This is an excerpt from Chapter 4 of Fourier Analysis by Stein and Shakarchi.
Define $$f_\alpha (x)=f(x)=\sum_{n=0}^{\infty} 2^{-n\alpha}e^{i2^n x}.$$ Define the delayed means by $$\vartriangle_N (g)=2\sigma_{2N}(g)-\sigma_N (g),$$ where $\sigma_N(g)$ is the $N$th Cesaro mean of the Fourier series. We can get the formula for $\sigma_N$ by multiplying $a_n e^{inx}$ by $1-|n|/N$ for $|n|\le N$ and $0$ for $|n|>N$.
Also, $\vartriangle_N$ arises by multiplying $a_n e^{inx}$ by $1$ if $|n|\le N$, by $2(1-|n|/(2N))$ for $N\le |n| \le 2N$, and $0$ for $|n|>2N$.
Then, in particular for our function $f=f_\alpha$ $$S_N (f)=\vartriangle_{N'}(f) \qquad (6)$$ where $N'$ is the largest integer of the form $2^k$ with $N'\le N$. This is clear by examining Figure 5 and the definition of $f$.
My questions is, how do we clearly see the identity $(6)$ from Figure 5 and the definition of $f$? Also, how can this identity be proven algebraically from the formulas for $\vartriangle_N (g)$ and $S_N (g)$? This seems to be easy to show from the author's comment, but I don't understand why.

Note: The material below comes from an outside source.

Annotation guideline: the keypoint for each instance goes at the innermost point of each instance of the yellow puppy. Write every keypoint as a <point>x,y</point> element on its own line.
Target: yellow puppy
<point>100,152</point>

If N is of the form $2^k$ then $2N=2^{k+1}$. From the definition of $f$, its Fourier coefficients are zero between $N+1$ and $2N$. So its delayed sum has identical Fourier coefficients as f for $n\leq N$ (as a delayed sum does for any function) but the rest of the terms in the delayed sum are zero. The idea of the figure is that because each nonzero frequency is twice as far out as the last one, when you do the delayed sum, the function never "sees" the slanted part (the averaging), it only sees the horizontal part which is the same as the partial sum.